Le gros du travail concerne surtout un encadrement plus précis. France Stratégie pousse pour une « régulation de base qui permettra de contrôler les usages frauduleux des cryptomonnaies et développer les usages des 'blockchains' ». Il faut d'urgence apporter des « réponses aux différentes questions réglementaires soulevées en matière de fiscalité, de droit au compte, de lutte anti-blanchiment et de traitement comptable ».
Une fiscalité adaptée
Sur la fiscalité des revenus liés aux cryptomonnaies, aujourd'hui dissuasive, l'institut avance deux pistes : ou bien exonérer les gains inférieurs à 5.000 euros et au-delà appliquer un taux de 19 % assorti de contributions sociales, ou bien intégrer ces gains dans la « flat tax » de 30 % mise en place par le gouvernement. France Stratégie alerte aussi sur les difficultés que rencontrent certains acteurs qui utilisent des cryptomonnaies à ouvrir et maintenir un compte auprès des banques traditionnelles.

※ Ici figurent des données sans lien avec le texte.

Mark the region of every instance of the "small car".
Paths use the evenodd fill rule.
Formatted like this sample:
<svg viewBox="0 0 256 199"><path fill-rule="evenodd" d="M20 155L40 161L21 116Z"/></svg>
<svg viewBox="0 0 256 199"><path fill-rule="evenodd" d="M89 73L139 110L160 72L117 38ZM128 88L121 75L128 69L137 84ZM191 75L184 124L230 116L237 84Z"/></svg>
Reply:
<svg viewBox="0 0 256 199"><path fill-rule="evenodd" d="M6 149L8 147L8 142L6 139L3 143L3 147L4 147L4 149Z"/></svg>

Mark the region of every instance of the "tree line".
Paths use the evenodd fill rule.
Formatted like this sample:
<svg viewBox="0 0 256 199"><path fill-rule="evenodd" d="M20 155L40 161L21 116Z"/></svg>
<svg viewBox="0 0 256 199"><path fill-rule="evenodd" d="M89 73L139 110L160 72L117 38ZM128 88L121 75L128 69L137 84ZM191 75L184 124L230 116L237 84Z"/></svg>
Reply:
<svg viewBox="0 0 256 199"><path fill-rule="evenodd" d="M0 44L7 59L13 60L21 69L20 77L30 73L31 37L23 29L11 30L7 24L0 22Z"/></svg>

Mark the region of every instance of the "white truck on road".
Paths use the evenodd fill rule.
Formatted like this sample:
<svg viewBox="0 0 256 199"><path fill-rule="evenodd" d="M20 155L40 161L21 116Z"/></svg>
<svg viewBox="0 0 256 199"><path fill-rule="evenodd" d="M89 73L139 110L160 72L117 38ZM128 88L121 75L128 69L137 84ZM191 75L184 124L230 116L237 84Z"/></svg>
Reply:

Plus largement, le sujet ne doit pas être considéré comme une mode. Les chaînes de blocs pourraient « offrir une solution aux fragilités des systèmes centralisés […] augmenter la productivité en limitant les intermédiaires et en automatisant les transactions ». Elles seraient même « une réponse à la défiance dont souffrent les institutions politiques ». Globalement les « blockchains » pourraient être à l'origine d'une vaste « fluidification des relations économiques et sociales ».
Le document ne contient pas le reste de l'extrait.